Human Body Communication (HBC) has recently emerged as an alternative to radio frequency transmission for connecting devices on and in the human body with order(s) of magnitude lower energy. The communication between these devices can give rise to different scenarios, which can be classified as wearable-wearable, wearable-machine, machine-machine interactions. In this paper, for the first time, the human body channel characteristics is measured for a wide range of such possible scenarios (14 vs. a few in previous literature) and classified according to the form-factor of the transmitter and receiver. The effect of excitation/termination configurations on the channel loss is also explored, which helps explain the previously unexplained wide variation in HBC Channel measurements. Measurement results show that wearable-wearable interaction has the maximum loss (upto -50 dB) followed by wearable-machine and machinemachine interaction (min loss of 0.5 dB), primarily due to the small ground size of the wearable devices. Among the excitation configurations, differential excitation is suitable for small channel length whereas single ended is better for longer channel.

In-field Remote Fingerprint Authentication using Human Body Communication and On-Hub Analytics.

In this emerging data-driven world, secure and ubiquitous authentication mechanisms are necessary prior to any confidential information delivery. Biometric authentication has been widely adopted as it provides a unique and non-transferable solution for user authentication. In this article, the authors envision the need for an infield, remote and on-demand authentication system for a highly mobile and tactical environment, such as critical information delivery to soldiers in a battlefield. Fingerprint-based in-field biometric authentication combined with the conventional password-based techniques would ensure strong security of critical information delivery. The proposed in-field fingerprint authentication system involves: (i) wearable fingerprint sensor, (ii) template extraction (TE) algorithm, (iii) data encryption, (iv) on-body and long-range communications, all of which are subject to energy constraints due to the requirement of small form-factor wearable devices. This paper explores the design space and provides an optimized solution for resource allocation to enable energy-efficient in-field fingerprint- based authentication. Using Human Body Communication (HBC) for the on-body data transfer along with the analytics (TE algorithm) on the hub allows for the maximum lifetime of the energy-sparse sensor. A custom-built hardware prototype using COTS components demonstrates the feasibility of the in-field fingerprint authentication framework.

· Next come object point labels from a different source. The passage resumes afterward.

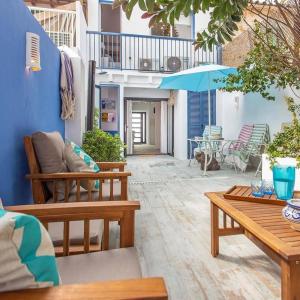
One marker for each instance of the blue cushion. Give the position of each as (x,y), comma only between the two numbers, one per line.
(27,254)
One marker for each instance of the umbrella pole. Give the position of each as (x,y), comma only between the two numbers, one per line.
(209,106)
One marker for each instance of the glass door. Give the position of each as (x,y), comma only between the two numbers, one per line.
(139,127)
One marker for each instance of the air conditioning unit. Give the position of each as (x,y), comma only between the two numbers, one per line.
(145,64)
(175,63)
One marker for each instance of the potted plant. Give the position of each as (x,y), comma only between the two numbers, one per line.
(284,156)
(102,146)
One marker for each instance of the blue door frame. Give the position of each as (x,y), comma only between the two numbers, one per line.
(198,113)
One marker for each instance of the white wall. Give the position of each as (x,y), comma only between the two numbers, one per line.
(180,126)
(164,127)
(154,93)
(93,15)
(233,112)
(136,25)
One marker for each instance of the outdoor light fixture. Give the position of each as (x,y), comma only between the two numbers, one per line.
(33,61)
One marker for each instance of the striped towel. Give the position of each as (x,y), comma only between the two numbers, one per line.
(243,138)
(67,88)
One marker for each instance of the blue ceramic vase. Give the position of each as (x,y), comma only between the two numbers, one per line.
(284,181)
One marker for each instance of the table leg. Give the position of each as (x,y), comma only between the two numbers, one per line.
(214,221)
(190,153)
(290,276)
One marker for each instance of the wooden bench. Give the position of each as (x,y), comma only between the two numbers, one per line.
(264,226)
(139,288)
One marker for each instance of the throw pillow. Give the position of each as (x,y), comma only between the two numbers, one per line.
(78,161)
(49,148)
(27,257)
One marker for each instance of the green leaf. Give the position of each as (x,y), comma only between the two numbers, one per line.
(129,8)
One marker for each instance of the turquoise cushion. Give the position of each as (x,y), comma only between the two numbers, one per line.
(89,162)
(27,254)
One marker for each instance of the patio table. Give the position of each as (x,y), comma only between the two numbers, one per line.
(209,149)
(263,224)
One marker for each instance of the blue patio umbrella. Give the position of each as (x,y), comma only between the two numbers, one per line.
(198,79)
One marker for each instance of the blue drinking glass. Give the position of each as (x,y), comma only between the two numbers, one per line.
(284,181)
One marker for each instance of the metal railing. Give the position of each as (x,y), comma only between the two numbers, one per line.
(59,24)
(123,51)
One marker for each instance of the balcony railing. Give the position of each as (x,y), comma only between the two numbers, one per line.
(59,24)
(146,53)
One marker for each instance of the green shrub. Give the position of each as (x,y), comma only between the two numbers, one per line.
(286,143)
(102,146)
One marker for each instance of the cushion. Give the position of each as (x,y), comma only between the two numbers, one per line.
(117,264)
(78,161)
(76,232)
(27,255)
(49,148)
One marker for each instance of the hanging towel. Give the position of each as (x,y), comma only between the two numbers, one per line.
(66,88)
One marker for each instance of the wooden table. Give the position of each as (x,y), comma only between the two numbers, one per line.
(263,225)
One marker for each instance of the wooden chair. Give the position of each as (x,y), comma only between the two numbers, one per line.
(148,288)
(108,174)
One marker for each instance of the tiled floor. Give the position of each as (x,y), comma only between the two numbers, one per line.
(173,234)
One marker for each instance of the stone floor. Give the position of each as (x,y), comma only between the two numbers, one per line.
(173,234)
(146,149)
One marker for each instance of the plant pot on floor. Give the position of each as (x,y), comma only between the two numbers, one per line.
(267,173)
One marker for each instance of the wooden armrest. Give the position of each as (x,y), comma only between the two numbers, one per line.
(78,175)
(124,211)
(109,166)
(58,212)
(148,288)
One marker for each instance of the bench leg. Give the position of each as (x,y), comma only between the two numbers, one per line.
(214,215)
(290,276)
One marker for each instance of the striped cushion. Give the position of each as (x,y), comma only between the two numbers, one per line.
(260,135)
(214,130)
(243,137)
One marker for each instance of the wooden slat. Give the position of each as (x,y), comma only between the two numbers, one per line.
(134,289)
(262,233)
(111,190)
(67,190)
(105,238)
(243,193)
(90,190)
(86,236)
(77,190)
(100,190)
(66,241)
(54,191)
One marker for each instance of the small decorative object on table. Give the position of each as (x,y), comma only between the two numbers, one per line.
(292,213)
(284,181)
(268,187)
(257,188)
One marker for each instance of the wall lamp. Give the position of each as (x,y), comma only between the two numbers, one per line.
(33,57)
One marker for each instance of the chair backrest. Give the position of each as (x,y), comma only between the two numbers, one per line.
(214,130)
(260,135)
(39,190)
(244,137)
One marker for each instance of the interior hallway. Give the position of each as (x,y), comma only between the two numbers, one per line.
(173,234)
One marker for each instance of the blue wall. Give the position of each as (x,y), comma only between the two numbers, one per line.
(29,101)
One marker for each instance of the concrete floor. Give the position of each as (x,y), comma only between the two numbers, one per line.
(173,234)
(145,149)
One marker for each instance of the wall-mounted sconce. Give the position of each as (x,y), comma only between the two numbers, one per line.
(33,58)
(237,102)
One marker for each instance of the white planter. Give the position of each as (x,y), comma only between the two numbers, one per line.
(267,173)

Wearable health monitoring using capacitive voltage-mode Human Body Communication.

Rapid miniaturization and cost reduction of computing, along with the availability of wearable and implantable physiological sensors have led to the growth of human Body Area Network (BAN) formed by a network of such sensors and computing devices. One promising application of such a network is wearable health monitoring where the collected data from the sensors would be transmitted and analyzed to assess the health of a person. Typically, the devices in a BAN are connected through wireless (WBAN), which suffers from energy inefficiency due to the high-energy consumption of wireless transmission. Human Body Communication (HBC) uses the relatively low loss human body as the communication medium to connect these devices, promising order(s) of magnitude better energy-efficiency and built-in security compared to WBAN. In this paper, we demonstrate a health monitoring device and system built using Commercial-Off-The-Shelf (COTS) sensors and components, that can collect data from physiological sensors and transmit it through a) intra-body HBC to another device (hub) worn on the body or b) upload health data through HBC-based human-machine interaction to an HBC capable machine. The system design constraints and signal transfer characteristics for the implemented HBC-based wearable health monitoring system are measured and analyzed, showing reliable connectivity with >8× power savings compared to Bluetooth low-energy (BTLE).